Et me laissant interdite, il me poussa vers le petit espace qui servait de scène. Le groupe en train de jouer s'arrêta quand je percutais, violemment, une de leur enceinte, faisant résonner un bruit strident. Mais, bien vite, il fut remplacer par un profond silence qui envahit le bar. Je devins livide alors que tous les yeux se posaient sur moi. Mon cœur ne battait plus dans ma poitrine, mon souffle avait totalement cessé d'envahir mes poumons, mes doigts tremblaient fébrilement et mon esprit semblait entièrement vide. J'étais juste capable de rester plantée face à tous ces visages agacés.

- Dég...

- Elle est avec moi.

Le gars à la capuche s'était avancé, venant serrer la main du garçon qui semblait sur le point de me faire décamper de sa scène, manu-militari. Indécis, celui-ci me lança un regard noir alors que, soudainement, son visage me semblait familier. Où avais-je déjà vu ce visage dont les yeux bruns qui me fusillaient actuellement ? Néanmoins, les conversations avaient repris depuis l'intervention du gars encapuchonné et le reste du groupe venait le saluer chaleureusement. Je jetais un coup d'œil en arrière. Mes jambes tremblaient encore, mais je pouvais m'empresser de dégager.

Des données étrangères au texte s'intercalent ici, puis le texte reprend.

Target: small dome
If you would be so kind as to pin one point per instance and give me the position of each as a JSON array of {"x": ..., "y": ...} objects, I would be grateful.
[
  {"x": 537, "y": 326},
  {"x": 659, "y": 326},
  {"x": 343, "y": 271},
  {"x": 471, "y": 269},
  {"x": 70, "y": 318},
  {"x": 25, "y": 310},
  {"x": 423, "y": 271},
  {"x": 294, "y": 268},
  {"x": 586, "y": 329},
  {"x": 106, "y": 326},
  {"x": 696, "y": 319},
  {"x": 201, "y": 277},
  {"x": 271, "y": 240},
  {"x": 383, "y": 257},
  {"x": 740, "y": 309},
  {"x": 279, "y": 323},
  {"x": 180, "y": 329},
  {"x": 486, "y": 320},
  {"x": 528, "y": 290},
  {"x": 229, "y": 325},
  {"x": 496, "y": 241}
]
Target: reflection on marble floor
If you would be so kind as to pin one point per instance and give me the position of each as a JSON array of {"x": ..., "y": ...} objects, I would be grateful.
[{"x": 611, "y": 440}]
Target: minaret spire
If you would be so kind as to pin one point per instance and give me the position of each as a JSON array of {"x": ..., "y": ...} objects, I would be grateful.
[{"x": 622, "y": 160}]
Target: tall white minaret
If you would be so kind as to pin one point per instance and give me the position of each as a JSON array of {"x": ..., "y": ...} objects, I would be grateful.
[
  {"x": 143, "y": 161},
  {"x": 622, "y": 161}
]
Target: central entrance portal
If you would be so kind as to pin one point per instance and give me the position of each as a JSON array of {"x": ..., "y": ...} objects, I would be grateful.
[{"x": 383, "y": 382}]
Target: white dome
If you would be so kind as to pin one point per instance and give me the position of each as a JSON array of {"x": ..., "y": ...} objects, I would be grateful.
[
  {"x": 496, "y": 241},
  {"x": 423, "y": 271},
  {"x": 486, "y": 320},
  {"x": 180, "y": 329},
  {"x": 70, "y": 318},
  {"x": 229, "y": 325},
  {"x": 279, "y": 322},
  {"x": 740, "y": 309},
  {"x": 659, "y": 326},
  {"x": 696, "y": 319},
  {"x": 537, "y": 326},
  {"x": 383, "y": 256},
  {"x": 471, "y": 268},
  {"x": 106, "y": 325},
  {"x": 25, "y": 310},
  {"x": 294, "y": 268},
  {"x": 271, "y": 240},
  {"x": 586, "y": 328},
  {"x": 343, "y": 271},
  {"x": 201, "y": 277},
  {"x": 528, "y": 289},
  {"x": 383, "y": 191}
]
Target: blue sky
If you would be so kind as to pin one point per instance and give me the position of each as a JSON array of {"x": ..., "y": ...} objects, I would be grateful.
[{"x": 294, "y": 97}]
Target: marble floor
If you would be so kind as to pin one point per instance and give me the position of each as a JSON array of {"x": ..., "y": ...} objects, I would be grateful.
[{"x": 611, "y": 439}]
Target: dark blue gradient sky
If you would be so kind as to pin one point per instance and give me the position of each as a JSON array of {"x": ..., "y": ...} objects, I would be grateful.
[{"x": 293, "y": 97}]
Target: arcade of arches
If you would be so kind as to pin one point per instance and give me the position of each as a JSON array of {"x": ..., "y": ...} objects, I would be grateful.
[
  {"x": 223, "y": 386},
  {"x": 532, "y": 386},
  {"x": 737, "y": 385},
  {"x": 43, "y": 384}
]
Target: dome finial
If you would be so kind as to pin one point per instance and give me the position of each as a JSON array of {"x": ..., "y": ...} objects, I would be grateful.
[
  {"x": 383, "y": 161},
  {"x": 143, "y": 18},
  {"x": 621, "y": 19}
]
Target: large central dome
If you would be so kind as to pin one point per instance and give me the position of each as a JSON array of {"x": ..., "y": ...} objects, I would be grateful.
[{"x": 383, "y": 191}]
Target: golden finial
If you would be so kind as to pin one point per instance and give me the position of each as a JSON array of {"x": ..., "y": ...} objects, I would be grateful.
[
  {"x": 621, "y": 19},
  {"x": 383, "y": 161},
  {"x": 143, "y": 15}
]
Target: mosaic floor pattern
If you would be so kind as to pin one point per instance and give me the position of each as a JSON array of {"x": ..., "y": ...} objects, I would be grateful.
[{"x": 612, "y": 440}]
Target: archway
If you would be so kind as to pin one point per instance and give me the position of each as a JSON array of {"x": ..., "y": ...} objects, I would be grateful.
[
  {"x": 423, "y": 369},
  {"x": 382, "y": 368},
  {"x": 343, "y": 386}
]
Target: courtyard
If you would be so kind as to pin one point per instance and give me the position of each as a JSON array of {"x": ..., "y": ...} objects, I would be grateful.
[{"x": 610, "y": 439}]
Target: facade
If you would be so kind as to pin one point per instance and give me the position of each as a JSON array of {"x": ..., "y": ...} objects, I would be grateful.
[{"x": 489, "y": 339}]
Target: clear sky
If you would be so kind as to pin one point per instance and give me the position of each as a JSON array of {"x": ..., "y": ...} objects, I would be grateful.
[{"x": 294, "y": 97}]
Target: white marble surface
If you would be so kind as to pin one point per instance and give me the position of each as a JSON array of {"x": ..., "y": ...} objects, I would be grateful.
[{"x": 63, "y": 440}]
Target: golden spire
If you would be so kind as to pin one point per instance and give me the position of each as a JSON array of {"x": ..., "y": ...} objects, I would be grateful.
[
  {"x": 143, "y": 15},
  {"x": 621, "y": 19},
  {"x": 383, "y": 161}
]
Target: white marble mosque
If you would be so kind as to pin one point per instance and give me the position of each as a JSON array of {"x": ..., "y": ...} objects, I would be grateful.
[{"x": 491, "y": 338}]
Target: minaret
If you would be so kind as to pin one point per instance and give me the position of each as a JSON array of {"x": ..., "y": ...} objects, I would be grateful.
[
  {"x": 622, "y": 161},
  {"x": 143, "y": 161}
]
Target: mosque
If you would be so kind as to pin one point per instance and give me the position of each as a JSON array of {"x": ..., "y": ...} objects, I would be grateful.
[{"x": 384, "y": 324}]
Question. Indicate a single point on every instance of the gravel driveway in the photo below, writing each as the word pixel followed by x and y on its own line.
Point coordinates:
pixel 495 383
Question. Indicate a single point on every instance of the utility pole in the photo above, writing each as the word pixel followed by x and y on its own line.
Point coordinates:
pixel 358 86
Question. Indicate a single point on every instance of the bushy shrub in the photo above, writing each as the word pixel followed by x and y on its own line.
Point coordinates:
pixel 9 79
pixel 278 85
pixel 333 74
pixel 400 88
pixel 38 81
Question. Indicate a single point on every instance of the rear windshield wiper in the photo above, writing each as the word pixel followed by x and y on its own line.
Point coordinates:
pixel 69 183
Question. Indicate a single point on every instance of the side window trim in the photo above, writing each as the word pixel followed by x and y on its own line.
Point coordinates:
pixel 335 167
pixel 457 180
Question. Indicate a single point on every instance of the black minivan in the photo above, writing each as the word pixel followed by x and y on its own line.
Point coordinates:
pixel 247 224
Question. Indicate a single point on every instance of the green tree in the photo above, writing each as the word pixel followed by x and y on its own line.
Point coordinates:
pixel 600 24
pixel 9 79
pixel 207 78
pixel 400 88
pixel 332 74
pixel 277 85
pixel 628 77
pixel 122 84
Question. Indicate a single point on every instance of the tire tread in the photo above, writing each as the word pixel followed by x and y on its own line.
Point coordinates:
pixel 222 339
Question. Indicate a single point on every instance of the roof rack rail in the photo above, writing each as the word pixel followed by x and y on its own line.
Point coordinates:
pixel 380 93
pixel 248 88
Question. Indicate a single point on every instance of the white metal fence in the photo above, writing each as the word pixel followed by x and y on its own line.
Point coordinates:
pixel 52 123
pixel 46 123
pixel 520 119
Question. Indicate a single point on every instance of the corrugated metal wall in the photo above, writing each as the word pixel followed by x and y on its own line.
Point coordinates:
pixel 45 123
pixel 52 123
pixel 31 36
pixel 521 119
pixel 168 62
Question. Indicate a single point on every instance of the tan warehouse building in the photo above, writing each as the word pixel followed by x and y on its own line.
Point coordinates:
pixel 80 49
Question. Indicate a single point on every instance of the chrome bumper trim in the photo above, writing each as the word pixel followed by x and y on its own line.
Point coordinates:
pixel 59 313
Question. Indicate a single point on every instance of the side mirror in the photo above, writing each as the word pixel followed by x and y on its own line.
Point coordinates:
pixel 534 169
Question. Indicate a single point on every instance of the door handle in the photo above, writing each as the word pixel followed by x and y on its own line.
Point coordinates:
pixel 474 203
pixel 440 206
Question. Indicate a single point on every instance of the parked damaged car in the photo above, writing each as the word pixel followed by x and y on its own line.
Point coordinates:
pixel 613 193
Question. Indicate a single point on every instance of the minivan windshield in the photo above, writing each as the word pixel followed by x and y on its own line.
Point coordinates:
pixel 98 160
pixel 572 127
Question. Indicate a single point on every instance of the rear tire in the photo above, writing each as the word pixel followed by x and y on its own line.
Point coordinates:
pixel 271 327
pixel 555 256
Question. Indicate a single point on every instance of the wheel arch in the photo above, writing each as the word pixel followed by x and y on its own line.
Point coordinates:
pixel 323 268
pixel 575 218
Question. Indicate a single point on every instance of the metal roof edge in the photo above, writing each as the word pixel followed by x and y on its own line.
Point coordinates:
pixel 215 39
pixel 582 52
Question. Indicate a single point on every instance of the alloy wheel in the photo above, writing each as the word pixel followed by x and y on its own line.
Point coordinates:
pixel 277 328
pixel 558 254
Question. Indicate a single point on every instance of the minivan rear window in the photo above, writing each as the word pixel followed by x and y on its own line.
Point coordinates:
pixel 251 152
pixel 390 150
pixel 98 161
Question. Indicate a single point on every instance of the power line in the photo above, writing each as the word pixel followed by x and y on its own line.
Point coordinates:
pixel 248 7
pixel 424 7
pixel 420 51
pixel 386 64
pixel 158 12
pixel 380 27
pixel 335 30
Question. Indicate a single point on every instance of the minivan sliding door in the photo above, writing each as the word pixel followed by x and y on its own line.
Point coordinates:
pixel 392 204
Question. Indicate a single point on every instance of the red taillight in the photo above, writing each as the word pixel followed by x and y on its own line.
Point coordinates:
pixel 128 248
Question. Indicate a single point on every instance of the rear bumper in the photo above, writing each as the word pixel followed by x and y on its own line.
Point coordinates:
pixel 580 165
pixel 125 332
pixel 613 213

Mais, encore une fois, ma fuite fut interrompue. La main de ce type revint saisir mon poignet alors que je m'apprêtais à faire demi-tour et à prendre mes jambes à mon coup. Ce type était visiblement un taré et j'avais tout intérêt à me carapater le plus vite possible. Je n'avais pas besoin d'attendre le croassement d'un corbeau pour savoir que je me fourrais dans une situation lugubre. Il me tira en avant, me plaçant à côté de lui face au quatre garçon constituant le groupe qui jouait depuis mon arrivé dans le bar.

- Elle va jouer avec nous, annonça-t-il alors que sa voix me faisait froncer les sourcils.

- Je ne veu...

- Tu préfères aller pleurer dans ton coin ? Arrête de t'enfuir. Si tu n'arrives pas à hurler, joues.

Face à moi, ses iris sombres se plantèrent dans les miens. Je me mordis la lèvre. Comment pouvait-il comprendre à ce point les sentiments qui me chamboulaient ? Sans répondre à ma question muette, il se détourna, s'avançant vers la guitare que lui tendit l'un des autres membres de ce qui semblait être son groupe. Il ne me désigna même pas le petit piano droit, tapis dans un recoin et que personnes n'avaient utilisés depuis un long moment au vue de la poussière le recouvrant. Je le fixai longuement.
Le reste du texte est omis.